We saw these taverns back in Women, places where single men can go and be accommodated, fed and sheltered until they see the light and are ready to become responsible members of society, get married, settle down and live quietly under Cirinist rule. Oh, and the booze is free. Unsurprisingly, they draw a certain element, and these are the people we spend the book with. There's Cerebus' old companion Bear, Prince Mick, Marty Feldman, the moptopped Harrison Starkey behind the bar, and a succession of cameos from indie comics and creators of the day - Genital Ben, Bacchus, Alec Campbell himself, Rick Veitch. It's a shame the word 'banter' has become so devalued in recent years, because that's pretty much exactly what Guys is. A bunch of, well, guys shooting the shit in a bar, Cheers in a fascist matriarchy.. There's jokes, tall stories, arguments and drinking far too much, all impervious to the march of time and the (gloriously drawn) passing seasons. It can't last, of course. Bear's on /off relationship flips back to on, and he wanders out of the bar, hastily followed by the rest of the crowd, leaving Cerebus as sole occupant and de facto bartender. After some lonely philosophising, he receives an unexpected visitor, and then a short while later, an even more unexpected one...

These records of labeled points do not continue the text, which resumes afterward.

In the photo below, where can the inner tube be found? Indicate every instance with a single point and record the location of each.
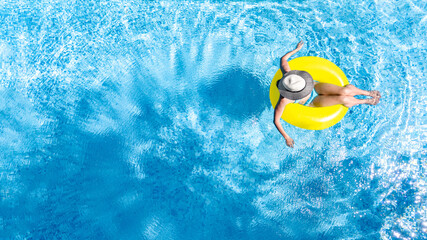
(312, 118)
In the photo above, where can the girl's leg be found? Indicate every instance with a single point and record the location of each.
(348, 101)
(348, 90)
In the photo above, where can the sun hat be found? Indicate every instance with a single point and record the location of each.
(295, 84)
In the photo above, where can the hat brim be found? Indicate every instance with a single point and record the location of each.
(309, 85)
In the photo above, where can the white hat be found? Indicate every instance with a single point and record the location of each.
(295, 84)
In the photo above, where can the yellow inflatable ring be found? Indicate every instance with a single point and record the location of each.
(312, 118)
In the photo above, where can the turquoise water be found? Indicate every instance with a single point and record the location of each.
(151, 120)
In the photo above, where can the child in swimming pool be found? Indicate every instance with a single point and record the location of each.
(298, 86)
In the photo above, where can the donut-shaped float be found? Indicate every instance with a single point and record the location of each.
(312, 118)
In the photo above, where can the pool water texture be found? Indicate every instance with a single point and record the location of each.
(151, 120)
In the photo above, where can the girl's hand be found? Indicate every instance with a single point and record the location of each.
(299, 45)
(290, 142)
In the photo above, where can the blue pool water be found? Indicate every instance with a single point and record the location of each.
(151, 120)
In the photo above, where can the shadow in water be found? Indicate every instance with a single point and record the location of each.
(236, 93)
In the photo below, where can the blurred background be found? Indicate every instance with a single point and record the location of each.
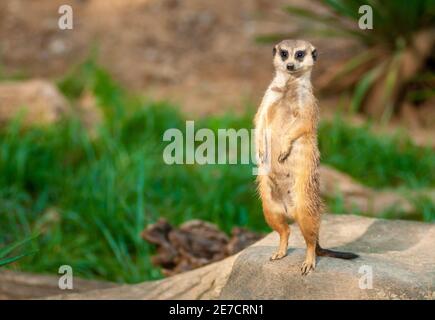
(83, 111)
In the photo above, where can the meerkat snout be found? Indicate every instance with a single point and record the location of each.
(294, 56)
(290, 66)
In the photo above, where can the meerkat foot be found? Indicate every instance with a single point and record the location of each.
(278, 255)
(283, 156)
(307, 267)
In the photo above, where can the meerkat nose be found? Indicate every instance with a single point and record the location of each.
(290, 66)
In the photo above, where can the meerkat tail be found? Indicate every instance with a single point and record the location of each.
(335, 254)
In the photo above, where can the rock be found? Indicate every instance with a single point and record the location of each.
(399, 253)
(38, 100)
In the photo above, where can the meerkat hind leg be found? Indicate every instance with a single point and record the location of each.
(309, 226)
(278, 222)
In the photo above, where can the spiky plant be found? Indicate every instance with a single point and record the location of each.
(394, 68)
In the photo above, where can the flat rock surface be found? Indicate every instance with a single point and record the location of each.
(397, 261)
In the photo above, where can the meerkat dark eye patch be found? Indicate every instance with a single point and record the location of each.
(299, 55)
(314, 54)
(283, 54)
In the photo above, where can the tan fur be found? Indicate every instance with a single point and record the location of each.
(290, 189)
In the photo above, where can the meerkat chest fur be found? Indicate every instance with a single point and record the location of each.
(287, 101)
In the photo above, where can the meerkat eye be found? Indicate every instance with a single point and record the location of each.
(299, 55)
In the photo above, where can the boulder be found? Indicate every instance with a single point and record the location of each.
(397, 261)
(38, 101)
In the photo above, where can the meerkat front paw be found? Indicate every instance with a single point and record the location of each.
(307, 267)
(260, 156)
(278, 255)
(283, 156)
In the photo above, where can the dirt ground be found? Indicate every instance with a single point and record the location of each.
(201, 55)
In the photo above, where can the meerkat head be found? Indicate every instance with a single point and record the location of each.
(294, 57)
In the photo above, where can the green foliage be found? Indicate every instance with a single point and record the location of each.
(388, 161)
(391, 46)
(90, 196)
(6, 258)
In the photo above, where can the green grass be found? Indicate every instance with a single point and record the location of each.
(90, 196)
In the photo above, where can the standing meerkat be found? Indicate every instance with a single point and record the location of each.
(287, 152)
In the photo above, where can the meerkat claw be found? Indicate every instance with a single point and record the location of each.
(277, 255)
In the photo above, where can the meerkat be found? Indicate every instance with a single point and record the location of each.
(286, 149)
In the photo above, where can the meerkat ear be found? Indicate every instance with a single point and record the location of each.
(314, 54)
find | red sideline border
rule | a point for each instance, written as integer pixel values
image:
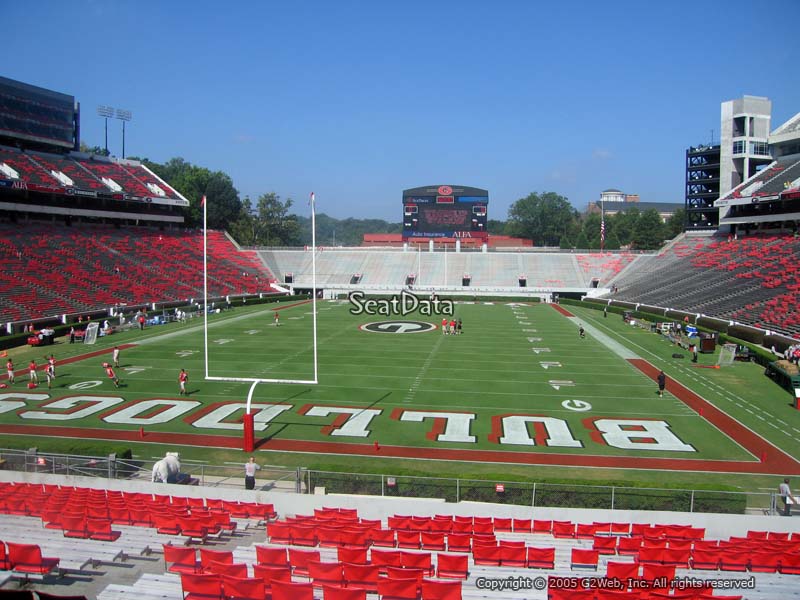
(773, 461)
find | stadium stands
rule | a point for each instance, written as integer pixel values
(54, 171)
(768, 559)
(754, 280)
(46, 271)
(390, 268)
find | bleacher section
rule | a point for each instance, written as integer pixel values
(71, 173)
(47, 271)
(754, 280)
(334, 552)
(493, 269)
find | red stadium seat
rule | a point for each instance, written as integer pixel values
(452, 566)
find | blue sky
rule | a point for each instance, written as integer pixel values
(357, 101)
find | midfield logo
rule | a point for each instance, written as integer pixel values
(398, 327)
(402, 305)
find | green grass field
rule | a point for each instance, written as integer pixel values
(428, 396)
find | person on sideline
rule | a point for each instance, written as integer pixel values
(183, 377)
(786, 497)
(32, 372)
(250, 469)
(111, 375)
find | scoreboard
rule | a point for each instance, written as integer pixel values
(445, 211)
(37, 117)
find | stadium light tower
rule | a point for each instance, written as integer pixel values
(124, 116)
(105, 112)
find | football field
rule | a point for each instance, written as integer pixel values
(519, 385)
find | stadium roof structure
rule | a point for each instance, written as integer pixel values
(778, 182)
(791, 126)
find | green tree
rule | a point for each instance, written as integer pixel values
(496, 227)
(193, 182)
(93, 150)
(649, 232)
(581, 242)
(274, 225)
(243, 229)
(612, 241)
(676, 224)
(343, 232)
(542, 218)
(591, 229)
(624, 224)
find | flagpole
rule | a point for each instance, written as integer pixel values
(602, 224)
(205, 278)
(314, 276)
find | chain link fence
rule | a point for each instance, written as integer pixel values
(543, 494)
(279, 479)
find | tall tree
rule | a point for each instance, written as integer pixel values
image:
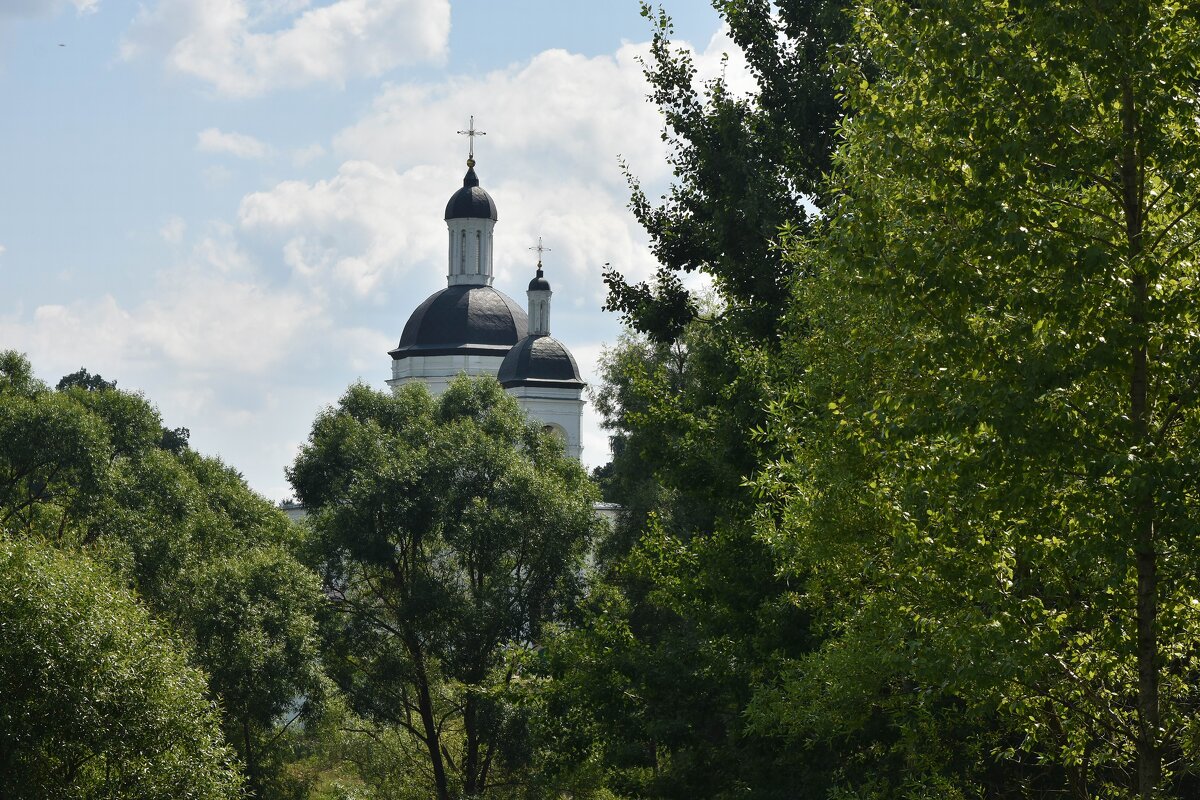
(99, 699)
(450, 531)
(88, 469)
(1007, 379)
(744, 166)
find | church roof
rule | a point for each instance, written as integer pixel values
(463, 319)
(539, 361)
(471, 202)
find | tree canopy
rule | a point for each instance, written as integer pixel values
(449, 531)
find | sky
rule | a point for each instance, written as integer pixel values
(233, 205)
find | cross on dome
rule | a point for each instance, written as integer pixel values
(540, 250)
(471, 133)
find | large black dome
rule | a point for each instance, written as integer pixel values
(471, 202)
(465, 320)
(539, 361)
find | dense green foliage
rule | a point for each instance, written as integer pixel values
(99, 699)
(999, 485)
(449, 531)
(90, 470)
(909, 504)
(973, 450)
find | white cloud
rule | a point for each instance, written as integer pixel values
(232, 144)
(21, 8)
(373, 234)
(250, 47)
(305, 156)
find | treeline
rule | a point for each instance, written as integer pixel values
(909, 499)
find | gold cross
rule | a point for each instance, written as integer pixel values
(540, 250)
(471, 133)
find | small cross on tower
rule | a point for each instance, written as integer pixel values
(471, 133)
(540, 250)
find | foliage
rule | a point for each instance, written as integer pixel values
(449, 533)
(744, 166)
(99, 701)
(990, 439)
(87, 469)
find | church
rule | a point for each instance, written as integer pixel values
(473, 328)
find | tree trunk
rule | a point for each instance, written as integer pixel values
(471, 767)
(425, 703)
(1143, 494)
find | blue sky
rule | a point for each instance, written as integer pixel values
(233, 205)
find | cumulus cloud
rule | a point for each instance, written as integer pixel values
(231, 144)
(556, 128)
(19, 8)
(249, 47)
(219, 347)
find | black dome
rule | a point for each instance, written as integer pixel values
(539, 283)
(471, 202)
(463, 319)
(539, 361)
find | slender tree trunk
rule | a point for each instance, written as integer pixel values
(425, 703)
(251, 768)
(1145, 547)
(471, 767)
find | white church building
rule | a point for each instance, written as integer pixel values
(473, 328)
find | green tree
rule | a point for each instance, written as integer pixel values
(99, 701)
(1003, 373)
(88, 469)
(743, 166)
(450, 531)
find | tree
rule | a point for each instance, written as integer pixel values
(83, 379)
(449, 531)
(743, 166)
(1008, 378)
(683, 403)
(99, 701)
(88, 469)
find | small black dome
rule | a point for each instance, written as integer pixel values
(463, 319)
(539, 283)
(471, 202)
(539, 361)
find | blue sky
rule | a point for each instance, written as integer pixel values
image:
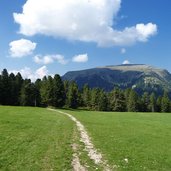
(54, 36)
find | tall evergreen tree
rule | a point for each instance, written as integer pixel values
(86, 96)
(73, 96)
(28, 94)
(165, 103)
(133, 102)
(145, 101)
(58, 92)
(103, 101)
(152, 105)
(118, 101)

Guys lacks the cosmic scale and political intrigue of the earlier books, but that's not to say there's no drama. The five bar gate game between Cerebus and Bear is as tense and exciting as any Ascension. At the same time there are laugh out loud funny moments. The Cerebus' buggid sequence is a gem, and the whole "Graphic Read" subplot had me guffawing. Yes, it's aimless but enjoyably so, nowhere more than the "remember...jobs?" riff. Living the dream!

I liked Guys a lot, more on rereading than I did first time around. It may be inconsequential, but it's a necessary breather after the high drama and revelation of the last few years. The cartooning of the characters is tremendous, Gerhard's backgrounds and sense of place are as exquisite as ever, and Dave's talent for lettering reaches new heights. There's a palpable sense of relief, of kicking back and relaxing. Cerebus (the book) will never be this funny or loose again, and that's kind of a shame.

And it has probably the greatest last line of all the phonebooks. Tell me you saw that one coming!